Hyperallergic
SUPERFLUOUS MEN CAN’T GET NO SATISFACTION

Written by: John Yau

Peter Stichbury is a portrait painter whose work is unlike anyone else that I know of, and I am only stating the obvious. In “Skin-deep: Peter Stichbury and The Art of Appearances” (Art & Australia, September 2011), Justin Paton writes:

Hung alongside Zuckerberg’s fizzog were faces of nearly oppressive flawlessness. There was a chiseled Donald Draper type called ‘Roma’, a waif-model named ‘Bregje Heinen’ and a riveting youth called ‘Bernard M.’. They all have hair like sable, clear veinless eyes and skin that doesn’t sweat. As you might have guessed from those details, Stichbury is an awed admirer of the portraits of Jean-Auguste-Dominique Ingres (“halfway through making a show his book always makes its way onto my table to mock me,” Stichbury told me recently, and he sets down his new characters with extraordinary patience and technical cunning.

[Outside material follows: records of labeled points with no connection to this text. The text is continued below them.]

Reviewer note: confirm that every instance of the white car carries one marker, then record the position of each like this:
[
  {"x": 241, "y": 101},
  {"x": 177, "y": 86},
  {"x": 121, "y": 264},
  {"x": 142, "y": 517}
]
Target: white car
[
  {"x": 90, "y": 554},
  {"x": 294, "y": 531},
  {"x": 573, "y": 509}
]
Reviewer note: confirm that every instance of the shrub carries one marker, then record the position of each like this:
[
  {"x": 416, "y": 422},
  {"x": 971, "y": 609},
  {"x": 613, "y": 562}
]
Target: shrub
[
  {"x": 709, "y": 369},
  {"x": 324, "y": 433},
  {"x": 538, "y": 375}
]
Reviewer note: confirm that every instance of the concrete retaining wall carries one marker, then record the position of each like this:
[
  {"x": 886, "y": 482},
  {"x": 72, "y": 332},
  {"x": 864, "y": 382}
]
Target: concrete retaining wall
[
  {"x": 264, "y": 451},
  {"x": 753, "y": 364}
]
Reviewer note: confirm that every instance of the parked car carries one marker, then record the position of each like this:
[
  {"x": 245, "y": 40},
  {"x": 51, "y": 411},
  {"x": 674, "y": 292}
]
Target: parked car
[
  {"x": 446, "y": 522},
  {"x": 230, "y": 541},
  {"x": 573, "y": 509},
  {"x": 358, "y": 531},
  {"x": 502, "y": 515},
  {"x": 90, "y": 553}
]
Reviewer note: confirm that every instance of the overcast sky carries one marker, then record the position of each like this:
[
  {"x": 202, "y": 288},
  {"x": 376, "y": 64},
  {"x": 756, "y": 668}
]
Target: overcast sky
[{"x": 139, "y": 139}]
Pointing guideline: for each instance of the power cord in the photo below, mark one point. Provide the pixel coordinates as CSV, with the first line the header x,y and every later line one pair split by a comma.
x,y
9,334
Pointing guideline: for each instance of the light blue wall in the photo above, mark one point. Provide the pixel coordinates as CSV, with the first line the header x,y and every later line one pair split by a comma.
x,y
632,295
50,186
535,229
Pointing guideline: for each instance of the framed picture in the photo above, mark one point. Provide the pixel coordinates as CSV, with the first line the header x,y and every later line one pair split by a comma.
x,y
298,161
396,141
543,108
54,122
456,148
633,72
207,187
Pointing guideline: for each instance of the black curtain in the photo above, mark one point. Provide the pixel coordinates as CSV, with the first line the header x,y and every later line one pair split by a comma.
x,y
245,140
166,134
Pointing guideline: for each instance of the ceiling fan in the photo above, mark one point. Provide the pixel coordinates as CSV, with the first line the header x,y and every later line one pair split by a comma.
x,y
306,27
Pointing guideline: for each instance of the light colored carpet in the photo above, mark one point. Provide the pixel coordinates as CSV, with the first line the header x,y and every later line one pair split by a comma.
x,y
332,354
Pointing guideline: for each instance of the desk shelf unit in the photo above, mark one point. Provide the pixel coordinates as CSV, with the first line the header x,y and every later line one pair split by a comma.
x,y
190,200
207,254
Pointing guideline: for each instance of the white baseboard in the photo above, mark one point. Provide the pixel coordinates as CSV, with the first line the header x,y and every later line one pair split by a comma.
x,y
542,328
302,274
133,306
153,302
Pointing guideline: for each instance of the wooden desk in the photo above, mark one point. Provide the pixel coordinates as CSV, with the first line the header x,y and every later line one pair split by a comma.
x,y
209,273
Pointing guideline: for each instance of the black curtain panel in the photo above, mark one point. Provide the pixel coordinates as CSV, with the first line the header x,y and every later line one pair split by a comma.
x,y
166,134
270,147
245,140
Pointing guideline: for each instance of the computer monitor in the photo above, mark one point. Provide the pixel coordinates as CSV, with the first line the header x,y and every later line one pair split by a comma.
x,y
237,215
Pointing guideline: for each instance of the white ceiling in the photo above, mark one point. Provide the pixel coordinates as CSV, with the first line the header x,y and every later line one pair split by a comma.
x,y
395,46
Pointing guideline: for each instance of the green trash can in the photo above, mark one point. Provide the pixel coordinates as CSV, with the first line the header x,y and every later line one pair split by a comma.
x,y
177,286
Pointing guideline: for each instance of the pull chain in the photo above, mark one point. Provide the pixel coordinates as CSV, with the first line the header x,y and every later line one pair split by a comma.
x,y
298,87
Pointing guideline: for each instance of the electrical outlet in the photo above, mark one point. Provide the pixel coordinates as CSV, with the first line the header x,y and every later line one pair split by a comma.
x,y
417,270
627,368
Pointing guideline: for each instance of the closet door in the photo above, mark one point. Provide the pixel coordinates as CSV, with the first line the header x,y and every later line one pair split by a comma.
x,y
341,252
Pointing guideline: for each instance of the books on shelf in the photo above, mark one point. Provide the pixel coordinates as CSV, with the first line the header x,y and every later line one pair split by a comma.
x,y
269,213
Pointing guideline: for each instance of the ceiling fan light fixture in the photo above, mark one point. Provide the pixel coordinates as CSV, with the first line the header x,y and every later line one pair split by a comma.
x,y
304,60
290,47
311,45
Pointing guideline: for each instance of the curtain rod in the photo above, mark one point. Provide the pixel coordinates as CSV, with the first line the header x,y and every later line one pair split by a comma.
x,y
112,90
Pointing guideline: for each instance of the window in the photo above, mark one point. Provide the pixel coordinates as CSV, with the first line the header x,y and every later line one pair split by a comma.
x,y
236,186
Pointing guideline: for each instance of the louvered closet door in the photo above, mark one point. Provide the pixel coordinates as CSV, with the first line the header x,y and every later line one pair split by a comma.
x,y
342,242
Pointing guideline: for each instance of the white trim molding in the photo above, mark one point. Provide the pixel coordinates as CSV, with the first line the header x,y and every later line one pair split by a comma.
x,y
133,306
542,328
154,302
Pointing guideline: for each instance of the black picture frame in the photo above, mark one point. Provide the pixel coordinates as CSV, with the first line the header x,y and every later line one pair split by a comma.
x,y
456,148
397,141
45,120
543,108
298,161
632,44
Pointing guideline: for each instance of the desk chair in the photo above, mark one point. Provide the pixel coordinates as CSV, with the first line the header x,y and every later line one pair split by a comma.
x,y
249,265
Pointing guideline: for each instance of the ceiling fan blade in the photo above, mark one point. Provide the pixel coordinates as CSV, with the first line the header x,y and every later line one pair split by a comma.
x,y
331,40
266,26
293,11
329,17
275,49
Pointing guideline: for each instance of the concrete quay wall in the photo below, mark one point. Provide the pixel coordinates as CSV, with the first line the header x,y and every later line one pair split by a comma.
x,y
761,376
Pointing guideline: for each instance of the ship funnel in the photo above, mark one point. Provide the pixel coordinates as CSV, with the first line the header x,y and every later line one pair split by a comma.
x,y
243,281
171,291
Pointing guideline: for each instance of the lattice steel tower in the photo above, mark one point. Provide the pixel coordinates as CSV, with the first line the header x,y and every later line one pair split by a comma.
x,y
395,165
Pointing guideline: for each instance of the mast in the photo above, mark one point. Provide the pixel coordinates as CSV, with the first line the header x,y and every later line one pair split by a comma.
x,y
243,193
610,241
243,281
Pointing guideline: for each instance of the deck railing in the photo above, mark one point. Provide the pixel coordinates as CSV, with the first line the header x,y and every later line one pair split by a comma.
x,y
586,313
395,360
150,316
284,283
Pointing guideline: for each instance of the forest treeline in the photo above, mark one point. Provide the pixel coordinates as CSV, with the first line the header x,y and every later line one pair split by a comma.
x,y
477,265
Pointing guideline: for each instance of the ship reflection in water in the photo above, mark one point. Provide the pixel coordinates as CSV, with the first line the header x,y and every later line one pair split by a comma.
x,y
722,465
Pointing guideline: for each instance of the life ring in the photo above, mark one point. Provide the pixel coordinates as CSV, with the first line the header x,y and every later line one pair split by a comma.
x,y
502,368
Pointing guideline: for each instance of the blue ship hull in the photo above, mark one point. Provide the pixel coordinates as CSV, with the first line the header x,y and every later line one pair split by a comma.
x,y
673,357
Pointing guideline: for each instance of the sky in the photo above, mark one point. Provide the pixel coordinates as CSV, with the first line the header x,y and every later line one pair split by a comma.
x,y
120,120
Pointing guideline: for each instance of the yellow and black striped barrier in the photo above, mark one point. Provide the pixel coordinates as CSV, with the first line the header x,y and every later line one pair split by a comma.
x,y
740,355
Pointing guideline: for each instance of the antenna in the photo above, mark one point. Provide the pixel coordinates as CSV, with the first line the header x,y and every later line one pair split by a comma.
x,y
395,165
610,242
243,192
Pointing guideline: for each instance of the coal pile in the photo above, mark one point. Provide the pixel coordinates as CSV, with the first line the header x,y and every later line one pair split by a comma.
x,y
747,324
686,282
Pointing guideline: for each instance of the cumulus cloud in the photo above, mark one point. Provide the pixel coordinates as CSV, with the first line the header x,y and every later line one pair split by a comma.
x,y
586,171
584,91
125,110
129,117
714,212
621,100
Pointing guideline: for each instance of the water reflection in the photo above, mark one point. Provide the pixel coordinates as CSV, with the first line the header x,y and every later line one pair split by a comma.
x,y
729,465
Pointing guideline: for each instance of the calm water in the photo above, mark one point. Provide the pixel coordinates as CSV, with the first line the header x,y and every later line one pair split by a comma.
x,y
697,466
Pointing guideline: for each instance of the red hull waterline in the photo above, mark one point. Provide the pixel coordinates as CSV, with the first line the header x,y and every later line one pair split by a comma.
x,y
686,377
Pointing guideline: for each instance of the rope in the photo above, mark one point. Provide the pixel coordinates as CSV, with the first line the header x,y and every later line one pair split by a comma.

However much Stichbury is an “awed admirer “ of Ingres, he does part company with him in substantial ways. In his essay “The Painter of Modern Life,” Charles Baudelaire’s complaint about Ingres seems to have been implicitly understood by Stichbury:

The great failing of M. Ingres, in particular, is that he seeks to impose upon every type of sitter a more or less complete, by which I mean a more or less despotic, form of perfection, borrowed from the repository of classical ideas.

For all of their “nearly oppressive flawlessness,” Stichbury’s paintings and drawings do not look back to “the repository of classical ideas,” but to a world replete with cosmetic surgery, Photoshop, Facebook, Twitter and reality television, just to name a few of the ways society exhibits new and improved faces. Along with Ingres, I would advance that Stichbury belongs to a group of linear portrait painters that includes Christian Schad, Tamara de Lempicka, and early Lucien Freud, particularly “Girl in Bed” (1952), which is of his then wife, Lady Caroline Blackwood, who was known for astonishingly large blue eyes.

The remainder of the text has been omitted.